THE Timber Workers Union has said water licensing and skills shortages will need to be resolved to see any real growth in the timber industry.
The CFMEU Manufacturing (Construction, Forestry, Maritime, Mining and Energy Union) is demanding all political parties and independents commit to supporting the South Australian forest and forest products industry.
CFMEU Manufacturing secretary for the Greater Green Triangle District, Brad Coates said that any funding for forestry without water provisions is “just spin.”
“Whoever is in government will need to seriously look at the water licencing issues,” Mr Coates said.
“We have already seen the plantation estate decrease in South Australia by between 15 to 20 per cent over the last ten years.
“By 2030 we may have 25 per cent less because water licencing is so restrictive now.”

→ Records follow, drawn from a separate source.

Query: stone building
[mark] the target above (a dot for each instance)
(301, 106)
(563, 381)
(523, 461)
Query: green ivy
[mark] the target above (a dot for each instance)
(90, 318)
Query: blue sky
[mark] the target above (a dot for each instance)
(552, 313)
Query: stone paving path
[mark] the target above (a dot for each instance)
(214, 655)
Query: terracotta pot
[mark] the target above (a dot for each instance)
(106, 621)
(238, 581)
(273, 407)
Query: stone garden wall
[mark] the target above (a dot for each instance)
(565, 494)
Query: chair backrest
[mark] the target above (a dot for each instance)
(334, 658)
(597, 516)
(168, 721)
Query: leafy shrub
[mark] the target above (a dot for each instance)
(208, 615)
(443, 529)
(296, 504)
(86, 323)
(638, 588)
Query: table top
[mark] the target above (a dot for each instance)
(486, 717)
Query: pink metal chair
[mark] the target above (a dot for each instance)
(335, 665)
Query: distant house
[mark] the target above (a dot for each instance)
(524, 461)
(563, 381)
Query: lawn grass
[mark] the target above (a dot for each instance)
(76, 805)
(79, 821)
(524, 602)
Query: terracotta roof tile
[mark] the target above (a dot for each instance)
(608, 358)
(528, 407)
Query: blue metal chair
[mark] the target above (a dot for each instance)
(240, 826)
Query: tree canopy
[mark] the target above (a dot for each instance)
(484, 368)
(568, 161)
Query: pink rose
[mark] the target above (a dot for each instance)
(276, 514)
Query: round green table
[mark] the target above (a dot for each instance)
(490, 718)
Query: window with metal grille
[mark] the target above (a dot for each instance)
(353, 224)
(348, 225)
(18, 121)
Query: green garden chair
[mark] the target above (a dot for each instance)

Last month the State Liberal Government committed $800,000 over three years to accelerate work on the Limestone Coast Water Allocation Plan, supporting additional modelling and monitoring work.
Mr Coates said the other big problem was local training, claiming that some local companies are considering sending staff to New Zealand to get appropriate training.
“There is a big black hole in skills training,” he said.
“There is a real need to upgrade the facilities here at TAFE.
“At the moment, we have two companies who are looking to send saw technicians to New Zealand to get trained because they cannot get trained in Australia.
“Mount Gambier used to have the biggest saw doctor training facility in the country 15 or 20 years ago, people used to come here from other places for training.
“But that is all gone now.”
National Secretary of CFMEU Manufacturing Michael O’Connor said it was vital any future government acted quickly.
“We need a growing forest and forest products industry, not timber shortages which are harming jobs, our economy, and our communities,” said Mr O’Connor.
“We need a State government committed to building upon South Australia’s world-class timber resource and industry.
“Workers deserve a State Government committed to addressing problems stymying the industry and release the shackles on it so that it can realise its full potential.”
The union has written to political parties and independents and plan to share responses with timber workers, families, and communities before the election.